They're both relevant. It depends, though, on what you want to do. Both Semantics and Pragmatics are areas of research, semantics dealing with meaning as a component of language, and pragmatics dealing with language in applied context. Neither needs to make assumptions about the psychology of a speaker/writer/reader/listener, though they can.

Most linguists have some sort of theoretic approach to language that guids what they think language is in the first place. There is actually a theoretic approach that looks at language as a result of human cognitive processes: Cognitive Linguistics. (If Shweta were here, she could tell you more.) Cognitive linguistics tries to explain language, same as, say, structural or functional linguistics, but they have the bias you're looking for.
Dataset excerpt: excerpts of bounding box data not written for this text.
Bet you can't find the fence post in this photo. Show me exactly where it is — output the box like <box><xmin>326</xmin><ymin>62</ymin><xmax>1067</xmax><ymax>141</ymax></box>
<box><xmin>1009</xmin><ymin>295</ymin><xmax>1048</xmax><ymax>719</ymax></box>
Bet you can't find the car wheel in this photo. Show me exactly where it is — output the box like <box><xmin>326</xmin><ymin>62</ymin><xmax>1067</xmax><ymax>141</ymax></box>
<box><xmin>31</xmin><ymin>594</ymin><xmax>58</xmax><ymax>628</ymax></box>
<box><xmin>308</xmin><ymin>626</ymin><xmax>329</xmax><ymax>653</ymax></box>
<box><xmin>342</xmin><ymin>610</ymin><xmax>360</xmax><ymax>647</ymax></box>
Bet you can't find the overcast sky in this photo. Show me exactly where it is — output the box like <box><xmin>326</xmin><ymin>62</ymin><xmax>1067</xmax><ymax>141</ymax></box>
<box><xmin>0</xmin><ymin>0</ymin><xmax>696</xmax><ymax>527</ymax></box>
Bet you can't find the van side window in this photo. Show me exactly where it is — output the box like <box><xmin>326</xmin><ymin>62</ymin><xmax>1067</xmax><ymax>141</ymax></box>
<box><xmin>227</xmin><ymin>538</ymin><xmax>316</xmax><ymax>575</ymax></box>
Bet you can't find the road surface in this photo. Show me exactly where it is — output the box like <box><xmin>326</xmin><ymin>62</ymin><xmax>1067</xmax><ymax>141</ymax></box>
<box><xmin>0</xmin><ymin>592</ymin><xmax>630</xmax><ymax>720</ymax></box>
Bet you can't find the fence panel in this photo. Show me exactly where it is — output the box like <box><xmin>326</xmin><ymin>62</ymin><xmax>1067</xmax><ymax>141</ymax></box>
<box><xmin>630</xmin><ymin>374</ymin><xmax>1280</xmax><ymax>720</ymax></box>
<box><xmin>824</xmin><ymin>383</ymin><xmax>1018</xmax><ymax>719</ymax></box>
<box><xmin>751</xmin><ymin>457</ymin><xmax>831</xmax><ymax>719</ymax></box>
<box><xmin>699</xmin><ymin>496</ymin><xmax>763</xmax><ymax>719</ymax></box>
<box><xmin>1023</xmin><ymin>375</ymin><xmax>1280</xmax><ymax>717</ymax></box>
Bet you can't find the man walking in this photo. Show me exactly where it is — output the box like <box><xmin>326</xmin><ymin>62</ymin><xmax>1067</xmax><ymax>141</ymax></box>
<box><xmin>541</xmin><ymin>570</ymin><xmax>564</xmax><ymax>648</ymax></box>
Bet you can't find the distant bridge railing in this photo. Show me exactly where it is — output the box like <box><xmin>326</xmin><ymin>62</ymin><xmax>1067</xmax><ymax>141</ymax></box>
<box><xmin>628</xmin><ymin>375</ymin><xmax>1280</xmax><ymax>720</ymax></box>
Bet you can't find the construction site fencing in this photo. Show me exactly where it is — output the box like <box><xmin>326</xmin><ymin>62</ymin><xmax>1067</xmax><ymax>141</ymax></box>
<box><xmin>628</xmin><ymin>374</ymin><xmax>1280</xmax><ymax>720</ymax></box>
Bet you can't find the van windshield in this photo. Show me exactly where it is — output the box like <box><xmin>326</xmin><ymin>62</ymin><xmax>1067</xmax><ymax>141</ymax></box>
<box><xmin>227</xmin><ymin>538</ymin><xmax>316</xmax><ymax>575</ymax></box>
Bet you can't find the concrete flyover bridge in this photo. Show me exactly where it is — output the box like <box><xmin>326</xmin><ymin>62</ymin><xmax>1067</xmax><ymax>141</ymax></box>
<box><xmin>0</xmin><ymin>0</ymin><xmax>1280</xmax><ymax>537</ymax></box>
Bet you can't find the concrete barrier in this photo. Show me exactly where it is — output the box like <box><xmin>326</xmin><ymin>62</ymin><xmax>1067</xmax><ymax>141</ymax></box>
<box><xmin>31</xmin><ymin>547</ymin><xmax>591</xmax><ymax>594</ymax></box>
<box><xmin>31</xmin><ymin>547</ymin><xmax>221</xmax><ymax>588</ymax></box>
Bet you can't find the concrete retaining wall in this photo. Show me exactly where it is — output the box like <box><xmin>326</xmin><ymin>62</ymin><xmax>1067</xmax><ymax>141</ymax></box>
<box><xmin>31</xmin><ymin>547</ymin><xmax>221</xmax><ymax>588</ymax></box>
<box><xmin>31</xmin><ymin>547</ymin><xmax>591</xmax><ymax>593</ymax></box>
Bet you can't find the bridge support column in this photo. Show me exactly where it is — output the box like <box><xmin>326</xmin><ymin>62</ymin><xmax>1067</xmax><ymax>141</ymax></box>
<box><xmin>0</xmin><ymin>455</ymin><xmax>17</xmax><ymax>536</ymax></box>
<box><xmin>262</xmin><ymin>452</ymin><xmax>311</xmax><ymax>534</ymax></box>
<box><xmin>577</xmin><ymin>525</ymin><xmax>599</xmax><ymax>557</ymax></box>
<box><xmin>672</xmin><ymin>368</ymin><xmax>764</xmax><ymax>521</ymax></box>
Apart from that, there is a discipline that looks at the actual psychology of language, psycholinguistics. This one's interdisciplinary, and focuses on what's going on in people's head. If they use brainscans and such, they're talking about neurolinguistics.

The Sapir-Whorf hypothesis Medievalist mentions is again different, in that it developed out of structural anthropology, where you basically try to get at the structure of artefacts/behavioural habits/rituals to get at a culture. Both Sapir and later Worf tried to apply that concept to language. The drive, thus, is more social than psychological (but there are clear relations between psyches and the social construct).

If you want to look at actual controversy you may want to look into forensic linguistics, where people keep debating how much you can infer from word uses - what counts as evidence in court.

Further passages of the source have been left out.